Energy Lockdown
War, Oil, and the Coming Financial Reset
By Professor Fabio Vighi
Oil as Strategic Shock
The surge in oil prices, along with its volatility, functions as a strategic weapon. It is comparable to a silent pandemic – a Covid encore – that incapacitates the world’s economies and, crucially, justifies massive monetary interventions aimed at rescuing the over-inflated, credit-addicted markets, and sustain the increasingly fragile dollar-based architecture. The bill for this rescue, as always, will not be presented to the markets themselves. It will be paid by the average person through the erosion of wages and savings, the devaluation of pensions, and the steady transfer of wealth upward dressed in the language of stability. In this sense, the emerging energy crisis resembles a macroeconomic shock comparable to that of the pandemic era since the policy responses may ultimately follow a similar trajectory.

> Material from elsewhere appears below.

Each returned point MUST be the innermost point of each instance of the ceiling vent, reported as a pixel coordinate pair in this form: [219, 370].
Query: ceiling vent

Monetary Intervention: the Pattern
During the Covid emergency, large-scale monetary intervention began even before lockdowns were implemented. In September 2019, the US repo market crisis forced the Federal Reserve to inject massive liquidity through daily auctions. When the “pandemic” arrived months later, the emergency provided political justification for expanding those interventions dramatically. The crisis did not cause the intervention – the intervention was already primed, and the crisis provided the cover. Energy shocks can play a similar role. By destabilizing debt and equity markets, and threatening recession, they create the conditions under which large monetary responses become both politically acceptable and economically unavoidable. As with Covid, this is not merely crisis management – it is another case of crisis deployment.
The War Behind the Narrative
In my earlier essay, The Programmable Crisis, I suggested that the United States and Israel initiated this war precisely to produce an energy shock large enough to cascade into a global financial crisis – one that would clear the path for a systemic reset aimed at prolonging the life of an exhausted, debt-saturated system. Seen from this perspective, the war is a trigger mechanism for that reset. To read the conflict through the familiar narrative of Iran’s nuclear programme means mistaking the decoy for the target. The Middle East war has already impacted on global markets. European gas prices spiked 25–30% in a single session, Brent crude surged above $110, and a historic $50-plus split emerged between WTI and physical Oman/Dubai crude – a sign that the paper oil market is rapidly decoupling from physical supply stress.
The Return of Demand Suppression
One of the clearest signals of how quickly this crisis could reshape policy comes from recent recommendations by the International Energy Agency. In response to escalating supply risks, the agency has proposed measures that would have been familiar during the Covid lockdowns: working from home where possible, cutting highway speed limits, limiting air travel, increasing car-sharing, and restricting car access in major cities. The justification is energy security rather than public health, yet the logic is strikingly similar to pandemic-era policies. Faced with a shock to the energy system, authorities may again be turning to behavioural constraints on mobility and consumption as tools of macroeconomic control. In fact, a pandemic-without-virus logic is already being operationalised.
Overall, the conditions for a systemic reset are falling into place. An escalating energy shock, an unwinding “everything bubble,” and a mounting global credit crisis are converging into a single destabilizing moment.